There’s no doubt that the UK is in the midst of an electronic waste crisis with more than two thirds of households sitting on old phone chargers, along with other items. A study by OKdo shows exactly how big our e-waste problem is, why it’s an issue and how we can dispose of electronic items safely and responsibly.
Here we’ll take a look at the key findings and help you get clued up on what to do with your old electronic items without adding to the UK’s landfill.
The UK produces some of the biggest e-waste
With an average of 23.9kg of e-waste per person, the UK is one of the top e-waste producers in the world. Shockingly, during the first six months of 2021, the country produced an amount of electronic waste equivalent to 15 Eiffel Towers.
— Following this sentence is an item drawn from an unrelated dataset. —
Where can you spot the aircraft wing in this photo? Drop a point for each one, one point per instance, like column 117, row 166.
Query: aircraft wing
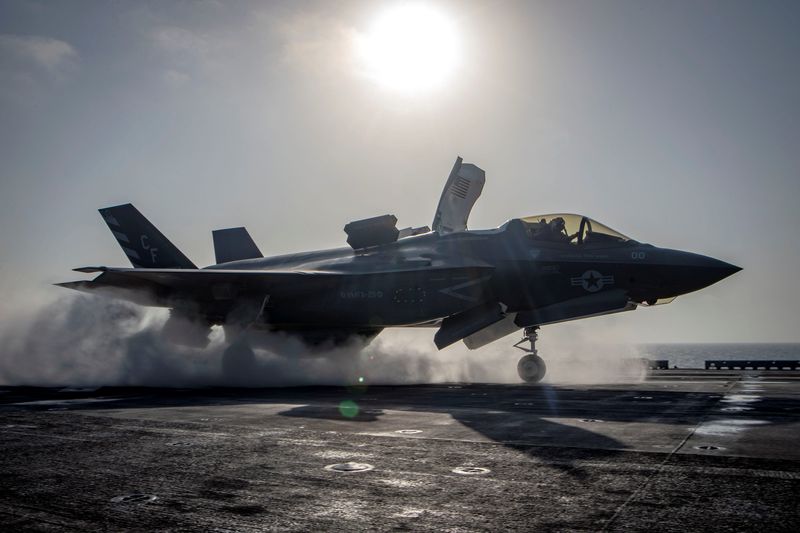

Cables seem to be a huge contributing factor with 140 million being stored in homes up and down the country. Not only this, households have up to 60 items of old electronics that are left unused in drawers and cupboards.
Why is there such a big e-waste problem?
The main issue appears to be that people simply don’t know how to recycle their old technology with 38% of people aged 45-54 having never done it and are unsure how to. The younger Millennials are more clued up with 31% knowing how to recycle their e-waste.
With electronic products increasing every year and the demand for more digital technology due to remote working, the problem of electronic waste is only going to get worse. Add to this our culture’s obsession with having the latest gadgets and brand-new phones and smart devices, and it’s not difficult to see we’re heading for a serious landfill and environmental issue.
How can we dispose of e-waste safely?
Donating to charity is one way to dispose of unused tech without clogging up landfill. Charities will often donate such technology to communities where items are needed so you’ll be helping others too.
There are also many company initiatives and services which encourage the recycling of old items, often rewarding you for doing so in the form of vouchers or money off a new tech device.
Council collections or recycling centres are another option if you’re looking for a local site to take your old items to. It’s worth checking your local council to make sure your device can be recycled.
By raising awareness of the e-waste problem and making sure we know how to recycle our old technology, we can contribute to a safer and greener environment and possibly help other communities along the way.